The applicants appealed to the Aliens Appeals Board (Utlännings-nämnden), essentially maintaining what they had stated before the Migration Board.
On 9 August 2004 the Aliens Appeals Board rejected the appeal, stating that it agreed with the assessment made by the Migration Board.
1. The applicants complain under Article 3 of the Convention that they will risk being subjected to inhuman or degrading treatment upon return to Belarus on account of having revealed corruption and illegal activities within organs of the State.
2. They further maintain, under Article 6 of the Convention, that they did not have a fair hearing of their asylum applications as certain documents were neither translated nor taken into account by the Swedish authorities and as they were not given an oral hearing.
1. The applicants complain that they will risk treatment contrary to Article 3 of the Convention upon return to Belarus.
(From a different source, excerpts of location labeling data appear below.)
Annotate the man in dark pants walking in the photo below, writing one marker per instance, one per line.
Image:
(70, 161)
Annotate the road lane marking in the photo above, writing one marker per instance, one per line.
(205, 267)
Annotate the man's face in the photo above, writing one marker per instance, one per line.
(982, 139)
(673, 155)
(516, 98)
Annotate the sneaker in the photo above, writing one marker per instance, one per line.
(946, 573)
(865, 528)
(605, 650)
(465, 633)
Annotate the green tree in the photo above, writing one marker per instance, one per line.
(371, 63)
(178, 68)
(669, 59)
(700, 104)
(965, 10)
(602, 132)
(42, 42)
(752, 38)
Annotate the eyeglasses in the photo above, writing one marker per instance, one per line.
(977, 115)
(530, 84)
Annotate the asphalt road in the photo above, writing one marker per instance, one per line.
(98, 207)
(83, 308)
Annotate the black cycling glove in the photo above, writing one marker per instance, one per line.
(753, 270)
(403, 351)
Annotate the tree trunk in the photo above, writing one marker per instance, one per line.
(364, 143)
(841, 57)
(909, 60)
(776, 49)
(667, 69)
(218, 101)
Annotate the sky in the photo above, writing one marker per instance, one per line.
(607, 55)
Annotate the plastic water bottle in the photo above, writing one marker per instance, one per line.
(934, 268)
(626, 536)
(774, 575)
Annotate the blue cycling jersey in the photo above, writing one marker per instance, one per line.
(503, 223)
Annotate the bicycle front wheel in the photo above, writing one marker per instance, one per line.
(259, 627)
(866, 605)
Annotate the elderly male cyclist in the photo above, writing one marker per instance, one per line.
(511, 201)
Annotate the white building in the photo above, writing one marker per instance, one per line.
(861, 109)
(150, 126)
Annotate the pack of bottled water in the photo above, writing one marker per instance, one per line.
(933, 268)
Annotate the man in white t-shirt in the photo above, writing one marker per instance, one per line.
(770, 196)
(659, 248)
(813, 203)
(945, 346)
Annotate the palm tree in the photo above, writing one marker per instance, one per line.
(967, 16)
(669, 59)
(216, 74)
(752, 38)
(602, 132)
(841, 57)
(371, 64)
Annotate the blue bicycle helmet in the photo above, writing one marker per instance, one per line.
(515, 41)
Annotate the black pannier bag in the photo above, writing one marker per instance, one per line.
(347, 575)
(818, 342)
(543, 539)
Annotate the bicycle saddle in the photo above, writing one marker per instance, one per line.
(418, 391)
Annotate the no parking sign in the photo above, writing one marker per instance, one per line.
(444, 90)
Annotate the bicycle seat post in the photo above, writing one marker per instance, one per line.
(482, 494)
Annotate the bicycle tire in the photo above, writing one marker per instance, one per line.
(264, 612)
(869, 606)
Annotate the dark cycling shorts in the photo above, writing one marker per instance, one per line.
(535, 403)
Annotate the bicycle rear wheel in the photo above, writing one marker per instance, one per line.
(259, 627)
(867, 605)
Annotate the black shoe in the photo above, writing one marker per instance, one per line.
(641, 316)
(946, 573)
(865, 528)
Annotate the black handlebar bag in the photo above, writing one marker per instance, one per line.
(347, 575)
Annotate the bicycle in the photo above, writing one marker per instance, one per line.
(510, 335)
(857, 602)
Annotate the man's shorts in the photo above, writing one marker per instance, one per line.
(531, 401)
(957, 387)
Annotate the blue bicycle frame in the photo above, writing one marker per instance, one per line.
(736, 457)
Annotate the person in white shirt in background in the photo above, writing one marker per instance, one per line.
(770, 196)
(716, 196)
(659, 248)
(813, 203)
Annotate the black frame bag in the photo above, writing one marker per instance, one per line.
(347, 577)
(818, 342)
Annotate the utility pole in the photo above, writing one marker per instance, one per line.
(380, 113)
Article 3 provides the following:
“No one shall be subjected to torture or to inhuman or degrading treatment or punishment.”
The Court considers that it cannot, on the basis of the case file, determine the admissibility of this complaint and that it is therefore necessary, in accordance with Rule 54 § 2 (b) of the Rules of Court, to give notice of this part of the application to the respondent Government.
2. The applicants also complain that they did not have a fair hearing in accordance with Article 6 of the Convention. Article 6 § 1 reads, in relevant parts, as follows:
“In the determination of his civil rights and obligations or of any criminal charge against him, everyone is entitled to a fair and public hearing ...”
The Court is prevented from examining this complaint since Article 6 is not applicable to proceedings concerning the entry, stay and deportation of aliens (see Maaouia v. France [GC], no. 39652/98, § 40, ECHR 2000-X).
It follows that this part of the application is incompatible ratione materiae with the provisions of the Convention, within the meaning of Article 35 § 3, and must be rejected, in accordance with Article 35 § 4.
For these reasons, the Court unanimously
Decides to adjourn the examination of the applicants' complaint that their expulsion to Belarus would expose them to the risk of treatment contrary to Article 3 of the Convention;
Declares the remainder of the application inadmissible.